Sebagian besar kemarahan mereka ditujukan kepada pemerintah, yang dituduh gagal mengindahkan peringatan mengenai ancaman antisemit menjelang serangan 14 Desember. Namun ada juga kesedihan dan pencarian jati diri mengenai keberadaan komunitas tersebut di lingkungan yang terkenal dengan akar Yahudinya, dan di masyarakat Australia yang lebih luas.
Linda Royal mengatakan orang tuanya meninggalkan Polandia setelah invasi Nazi Jerman pada tahun 1939, dan tiba pertama kali di Lituania.
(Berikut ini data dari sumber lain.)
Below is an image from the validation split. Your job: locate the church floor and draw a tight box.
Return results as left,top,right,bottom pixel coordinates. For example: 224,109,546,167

Mereka mendarat di Sydney dua tahun kemudian, dibantu oleh visa transit ilegal yang dikeluarkan oleh diplomat Jepang.
“Seperti kebanyakan migran, mereka datang ke Bondi karena kelas pekerja dan tidak mahal,” katanya kepada NBC News pekan lalu di dekat lokasi penembakan, di sebuah bukit tempat ribuan bunga diletakkan sebagai penghormatan kepada para korban.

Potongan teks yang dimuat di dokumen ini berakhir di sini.